The genetic information lies within the cell nucleus of each living cell in the
body. The information can be considered to be retained in a book for example. Each
gene is a piece of genetic information. All the DNA in the cell makes up for the
human genome. DNA was determined to be the genetic material between 1920s and
mid-1950s. By understanding genetic function, it will help genetic disease treatment,
specific drugs, and many more beneficial things.
This experiment is done to obtain DNA sample from human blood and to
determine human gene, tumor protein gene p53, in the DNA by comparing in
database of National Center of Biotechnology Information (NCBI). DNA can be
amplified using a procedure called the Polymerase Chain Reaction (PCR). Obtained
the blood sample and then undergoes lysis of its component by using chemicals until
only remain the DNA. The absorbance of the DNA is measured next using
spectrophotometer, followed by its purity and concentration. The DNA confirmed
using Electrophoresis method.
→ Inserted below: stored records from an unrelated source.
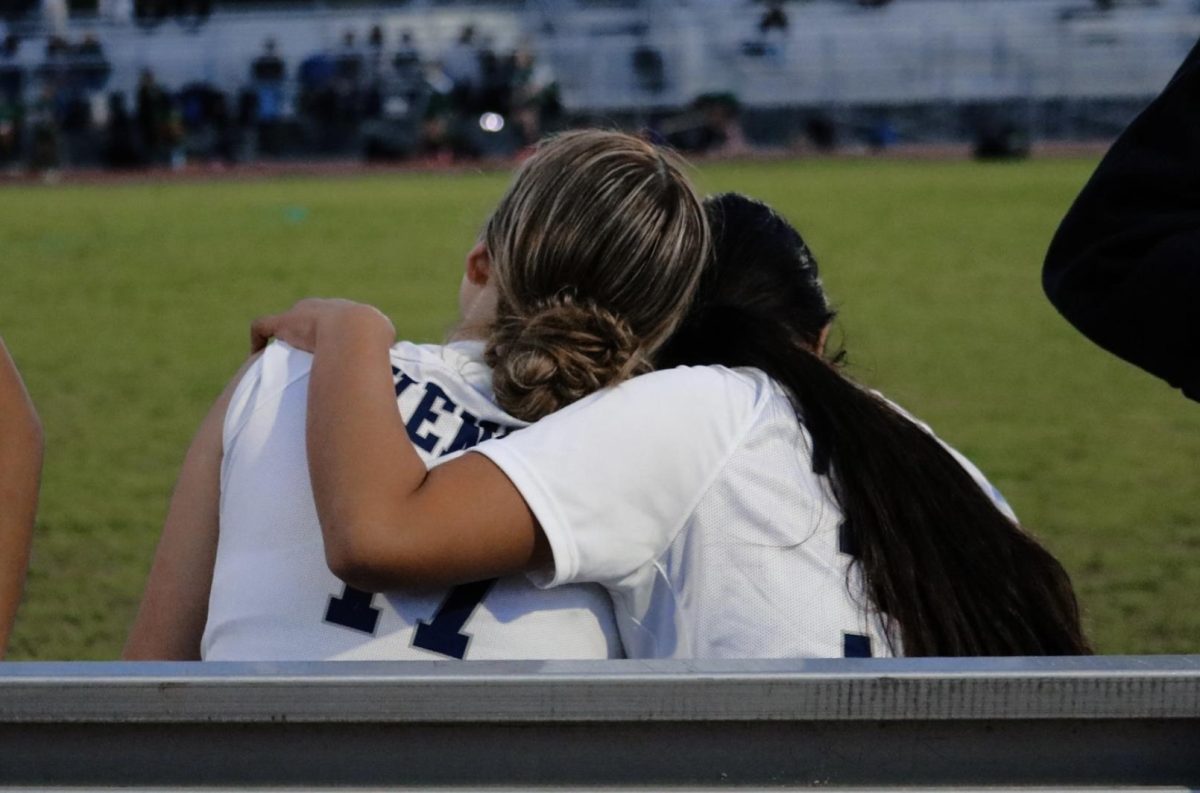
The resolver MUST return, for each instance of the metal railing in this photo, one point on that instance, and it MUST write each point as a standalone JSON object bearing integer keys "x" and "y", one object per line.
{"x": 880, "y": 724}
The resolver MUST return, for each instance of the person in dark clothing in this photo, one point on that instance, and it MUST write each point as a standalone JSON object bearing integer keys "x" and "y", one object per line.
{"x": 1125, "y": 265}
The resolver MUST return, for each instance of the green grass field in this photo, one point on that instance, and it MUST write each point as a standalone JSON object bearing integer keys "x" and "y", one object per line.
{"x": 127, "y": 308}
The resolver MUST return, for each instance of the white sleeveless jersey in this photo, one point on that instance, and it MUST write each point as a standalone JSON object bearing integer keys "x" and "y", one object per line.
{"x": 273, "y": 594}
{"x": 691, "y": 496}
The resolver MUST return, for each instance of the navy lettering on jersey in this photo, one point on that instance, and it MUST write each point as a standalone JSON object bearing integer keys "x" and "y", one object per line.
{"x": 856, "y": 646}
{"x": 443, "y": 634}
{"x": 492, "y": 430}
{"x": 469, "y": 434}
{"x": 403, "y": 382}
{"x": 427, "y": 413}
{"x": 353, "y": 610}
{"x": 443, "y": 631}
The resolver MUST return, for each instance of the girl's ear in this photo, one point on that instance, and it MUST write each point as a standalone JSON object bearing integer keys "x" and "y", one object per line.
{"x": 822, "y": 340}
{"x": 479, "y": 265}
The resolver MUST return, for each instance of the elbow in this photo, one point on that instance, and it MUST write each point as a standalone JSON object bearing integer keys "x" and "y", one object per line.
{"x": 352, "y": 568}
{"x": 360, "y": 560}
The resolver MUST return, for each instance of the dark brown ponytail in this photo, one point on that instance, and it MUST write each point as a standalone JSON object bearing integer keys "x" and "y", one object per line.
{"x": 951, "y": 571}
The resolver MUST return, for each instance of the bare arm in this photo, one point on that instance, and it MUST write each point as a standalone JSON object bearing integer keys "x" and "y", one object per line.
{"x": 387, "y": 521}
{"x": 175, "y": 602}
{"x": 21, "y": 468}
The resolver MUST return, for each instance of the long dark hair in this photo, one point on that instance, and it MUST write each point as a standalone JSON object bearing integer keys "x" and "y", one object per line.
{"x": 953, "y": 575}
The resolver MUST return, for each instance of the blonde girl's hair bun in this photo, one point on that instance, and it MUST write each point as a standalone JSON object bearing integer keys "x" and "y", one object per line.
{"x": 561, "y": 352}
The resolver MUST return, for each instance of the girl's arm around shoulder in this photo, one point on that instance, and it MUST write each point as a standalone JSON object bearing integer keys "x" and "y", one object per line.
{"x": 612, "y": 479}
{"x": 389, "y": 522}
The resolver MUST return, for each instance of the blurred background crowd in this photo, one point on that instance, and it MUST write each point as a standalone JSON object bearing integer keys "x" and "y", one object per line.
{"x": 167, "y": 83}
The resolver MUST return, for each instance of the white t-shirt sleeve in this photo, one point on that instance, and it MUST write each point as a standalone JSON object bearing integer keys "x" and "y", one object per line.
{"x": 613, "y": 478}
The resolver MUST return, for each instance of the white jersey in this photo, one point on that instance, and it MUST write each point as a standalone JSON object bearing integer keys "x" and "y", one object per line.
{"x": 690, "y": 494}
{"x": 273, "y": 594}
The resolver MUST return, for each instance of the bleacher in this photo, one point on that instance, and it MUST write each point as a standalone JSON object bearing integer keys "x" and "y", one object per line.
{"x": 922, "y": 724}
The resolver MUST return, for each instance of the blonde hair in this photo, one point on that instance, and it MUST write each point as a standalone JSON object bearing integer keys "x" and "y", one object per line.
{"x": 597, "y": 251}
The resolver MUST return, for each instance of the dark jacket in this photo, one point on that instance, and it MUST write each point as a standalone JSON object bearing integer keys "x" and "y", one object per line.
{"x": 1125, "y": 264}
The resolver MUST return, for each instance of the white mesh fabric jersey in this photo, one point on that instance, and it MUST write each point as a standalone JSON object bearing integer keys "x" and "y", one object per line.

After that, tumor protein gene p53 of the DNA is
amplified during PCR Experiment. The DNA undergoes one more electrophoresis.
Finally, we had to access gene database in NCBI website and submited our DNA
sequence. The website will search for the DNA on their database for a match. It also
show us how identical it is by percentage.
Although we had problem in the process of experiment, we still managed to
acquire the DNA sequence and compare it with NCBI database. After we submited
the database of DNA sequence from sample, the result showed there were DNA
sequence in the NCBI database that are similiar with the samples we obtained from
our friend, Yordan and Wening.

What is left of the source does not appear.